Blood-brain barrier permeability (BBBP) prediction plays a critical role in the drug discovery process, particularly for compounds targeting the central nervous system. While machine learning (ML) has significantly advanced the prediction of BBBP, there remains an urgent need for interpretable ML models that can reveal the physicochemical principles governing BBB permeability. In this study, we propose a multimodal ML framework that integrates molecular fingerprints (Morgan, MACCS, RDK) and image features to improve BBBP prediction. The classification task (BBB-permeable vs nonpermeable) is addressed with a stacking ensemble model combining multiple base classifiers. The proposed framework demonstrates competitive predictive stability, generalization ability, and feature interpretability compared with recent approaches, under comparable evaluation settings. Beyond predictive performance, our framework incorporates Principal Component Analysis (PCA) and Shapley Additive Explanations (SHAP) analysis to highlight key fingerprint features contributing to predictions. The regression task (logBB value prediction) is tackled by a multi-input deep learning framework, incorporating a Transformer encoder for fingerprint processing, a convolutional neural network (CNN) for image feature extraction, and a Multi-Head Attention fusion mechanism to enhance feature interactions. Attention maps derived from the multimodal features reveal token-level relationships within molecular representations. This work provides an interpretable framework for modeling BBBP with enhanced transparency and mechanistic insight and lays the foundation for future studies incorporating transparent descriptors and physics-informed features.

Abstract Image

查看原文本刊更多论文

可解释的多模态深系综框架与分子特征解剖血脑屏障通透性。

血脑屏障通透性（BBBP）预测在药物发现过程中起着至关重要的作用，特别是针对中枢神经系统的化合物。虽然机器学习（ML）已经显著地推进了血脑屏障的预测，但仍然迫切需要可解释的ML模型，以揭示控制血脑屏障通透性的物理化学原理。在这项研究中，我们提出了一个多模态机器学习框架，该框架集成了分子指纹（Morgan， MACCS， RDK）和图像特征，以提高BBBP的预测。通过结合多个基分类器的叠加集成模型来解决bbb可渗透与不可渗透的分类任务。在可比较的评估设置下，与最近的方法相比，所提出的框架具有竞争性的预测稳定性、泛化能力和特征可解释性。除了预测性能之外，我们的框架还结合了主成分分析（PCA）和Shapley加性解释（SHAP）分析，以突出有助于预测的关键指纹特征。回归任务（logBB值预测）由多输入深度学习框架解决，该框架结合了用于指纹处理的Transformer编码器、用于图像特征提取的卷积神经网络（CNN）和用于增强特征交互的多头注意力融合机制。从多模态特征衍生的注意图揭示了分子表征中的标记级关系。这项工作为BBBP建模提供了一个可解释的框架，具有增强的透明度和机制洞察力，并为未来的研究奠定了基础，包括透明描述符和物理信息特征。

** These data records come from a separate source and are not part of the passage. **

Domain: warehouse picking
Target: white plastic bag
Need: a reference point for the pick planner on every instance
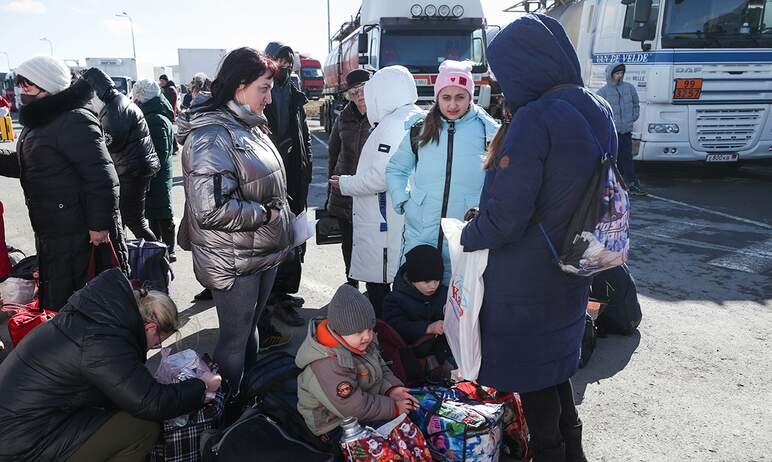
(465, 295)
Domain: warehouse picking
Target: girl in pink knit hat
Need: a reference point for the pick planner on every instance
(444, 157)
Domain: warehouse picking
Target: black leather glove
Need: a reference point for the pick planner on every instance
(471, 214)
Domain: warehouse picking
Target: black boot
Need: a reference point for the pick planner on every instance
(573, 442)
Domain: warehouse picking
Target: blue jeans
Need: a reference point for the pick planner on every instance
(625, 158)
(238, 310)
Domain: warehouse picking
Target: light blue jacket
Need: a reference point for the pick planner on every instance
(623, 99)
(417, 189)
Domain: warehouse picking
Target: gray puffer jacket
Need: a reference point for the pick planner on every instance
(232, 170)
(623, 99)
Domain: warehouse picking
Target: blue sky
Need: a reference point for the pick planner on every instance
(89, 28)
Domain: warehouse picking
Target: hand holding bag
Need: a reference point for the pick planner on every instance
(328, 229)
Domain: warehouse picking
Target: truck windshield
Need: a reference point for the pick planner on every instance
(121, 84)
(311, 73)
(717, 24)
(424, 51)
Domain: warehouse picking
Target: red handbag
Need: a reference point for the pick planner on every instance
(24, 318)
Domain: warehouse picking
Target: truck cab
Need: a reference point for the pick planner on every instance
(311, 77)
(416, 34)
(702, 69)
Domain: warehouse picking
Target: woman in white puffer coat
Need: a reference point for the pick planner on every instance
(390, 96)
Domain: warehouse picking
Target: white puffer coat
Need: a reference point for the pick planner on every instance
(390, 96)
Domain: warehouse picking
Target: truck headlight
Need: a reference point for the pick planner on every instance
(664, 128)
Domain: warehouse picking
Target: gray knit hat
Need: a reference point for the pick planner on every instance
(48, 73)
(350, 312)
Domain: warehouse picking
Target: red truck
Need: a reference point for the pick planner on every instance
(311, 77)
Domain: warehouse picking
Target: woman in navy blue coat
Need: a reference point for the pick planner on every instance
(538, 168)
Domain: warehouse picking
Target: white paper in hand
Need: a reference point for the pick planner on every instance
(465, 295)
(302, 229)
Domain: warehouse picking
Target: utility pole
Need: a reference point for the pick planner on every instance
(131, 24)
(329, 32)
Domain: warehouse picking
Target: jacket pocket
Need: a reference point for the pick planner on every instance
(414, 208)
(57, 216)
(274, 236)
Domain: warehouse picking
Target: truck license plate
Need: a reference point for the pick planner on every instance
(731, 157)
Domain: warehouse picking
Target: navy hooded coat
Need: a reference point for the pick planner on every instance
(532, 318)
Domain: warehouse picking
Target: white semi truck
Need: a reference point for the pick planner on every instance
(418, 34)
(195, 60)
(702, 68)
(124, 71)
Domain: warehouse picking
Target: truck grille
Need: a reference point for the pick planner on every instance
(728, 129)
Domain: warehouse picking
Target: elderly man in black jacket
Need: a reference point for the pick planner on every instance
(131, 147)
(289, 132)
(77, 387)
(69, 181)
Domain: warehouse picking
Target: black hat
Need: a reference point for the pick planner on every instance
(357, 76)
(424, 263)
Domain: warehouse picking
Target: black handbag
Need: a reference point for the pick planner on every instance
(328, 229)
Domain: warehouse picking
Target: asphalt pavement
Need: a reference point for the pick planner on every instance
(691, 385)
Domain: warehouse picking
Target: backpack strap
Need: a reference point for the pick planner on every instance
(605, 155)
(415, 133)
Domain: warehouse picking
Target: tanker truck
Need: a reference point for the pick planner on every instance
(417, 34)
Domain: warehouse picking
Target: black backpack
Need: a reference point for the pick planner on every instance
(272, 428)
(149, 263)
(622, 313)
(256, 436)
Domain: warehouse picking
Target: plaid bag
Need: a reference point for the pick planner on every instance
(181, 443)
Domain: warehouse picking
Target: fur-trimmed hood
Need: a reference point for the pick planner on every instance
(45, 110)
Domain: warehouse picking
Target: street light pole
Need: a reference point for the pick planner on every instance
(329, 37)
(7, 59)
(50, 44)
(131, 24)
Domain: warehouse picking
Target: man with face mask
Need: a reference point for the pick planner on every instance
(289, 132)
(70, 184)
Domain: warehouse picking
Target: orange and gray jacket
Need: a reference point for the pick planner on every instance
(338, 382)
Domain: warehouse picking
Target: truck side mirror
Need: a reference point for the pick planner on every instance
(364, 44)
(642, 12)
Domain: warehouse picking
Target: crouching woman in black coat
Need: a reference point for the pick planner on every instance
(76, 388)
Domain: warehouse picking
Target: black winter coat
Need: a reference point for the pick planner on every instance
(126, 132)
(410, 312)
(347, 138)
(295, 150)
(70, 184)
(71, 374)
(158, 114)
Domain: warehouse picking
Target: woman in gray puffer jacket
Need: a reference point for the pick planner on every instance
(236, 202)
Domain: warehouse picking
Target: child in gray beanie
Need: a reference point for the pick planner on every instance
(344, 374)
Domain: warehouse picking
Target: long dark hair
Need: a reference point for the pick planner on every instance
(432, 126)
(241, 66)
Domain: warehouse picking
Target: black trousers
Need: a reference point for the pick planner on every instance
(164, 229)
(552, 422)
(346, 247)
(132, 205)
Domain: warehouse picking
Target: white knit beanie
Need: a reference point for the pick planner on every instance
(48, 73)
(145, 90)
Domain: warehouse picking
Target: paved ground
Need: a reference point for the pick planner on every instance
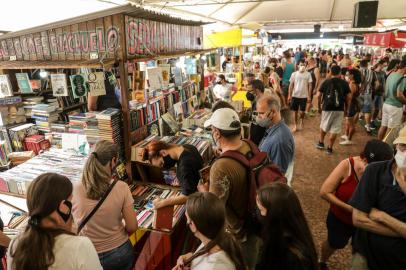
(312, 166)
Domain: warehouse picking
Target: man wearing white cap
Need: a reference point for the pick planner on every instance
(379, 211)
(228, 179)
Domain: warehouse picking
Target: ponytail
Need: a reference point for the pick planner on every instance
(228, 244)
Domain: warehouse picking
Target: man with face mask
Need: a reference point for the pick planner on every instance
(278, 140)
(300, 89)
(228, 180)
(379, 212)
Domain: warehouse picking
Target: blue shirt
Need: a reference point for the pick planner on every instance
(279, 144)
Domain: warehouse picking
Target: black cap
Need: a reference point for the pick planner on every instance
(376, 150)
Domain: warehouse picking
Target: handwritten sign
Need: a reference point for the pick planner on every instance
(95, 81)
(5, 86)
(59, 85)
(79, 87)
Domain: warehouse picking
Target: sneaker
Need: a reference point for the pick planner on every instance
(320, 145)
(300, 124)
(346, 142)
(368, 128)
(323, 266)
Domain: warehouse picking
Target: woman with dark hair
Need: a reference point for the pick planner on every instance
(219, 250)
(353, 77)
(338, 188)
(392, 67)
(47, 242)
(188, 161)
(287, 240)
(105, 228)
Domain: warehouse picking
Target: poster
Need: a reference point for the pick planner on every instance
(166, 73)
(96, 84)
(155, 79)
(5, 86)
(177, 73)
(23, 82)
(79, 87)
(59, 85)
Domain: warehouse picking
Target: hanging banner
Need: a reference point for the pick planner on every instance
(96, 84)
(79, 87)
(59, 85)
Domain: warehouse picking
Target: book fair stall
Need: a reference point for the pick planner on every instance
(47, 75)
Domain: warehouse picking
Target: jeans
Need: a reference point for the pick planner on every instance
(120, 258)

本文章由计算机程序翻译，如有差异，请以英文原文为准。

求助全文

约1分钟内获得全文求助全文

来源期刊

The Journal of Physical Chemistry Letters CHEMISTRY, PHYSICAL-NANOSCIENCE & NANOTECHNOLOGY

CiteScore

9.60

自引率

7.00%

发文量

1519

审稿时长

1.6 months

期刊介绍： The Journal of Physical Chemistry (JPC) Letters is devoted to reporting new and original experimental and theoretical basic research of interest to physical chemists, biophysical chemists, chemical physicists, physicists, material scientists, and engineers. An important criterion for acceptance is that the paper reports a significant scientific advance and/or physical insight such that rapid publication is essential. Two issues of JPC Letters are published each month.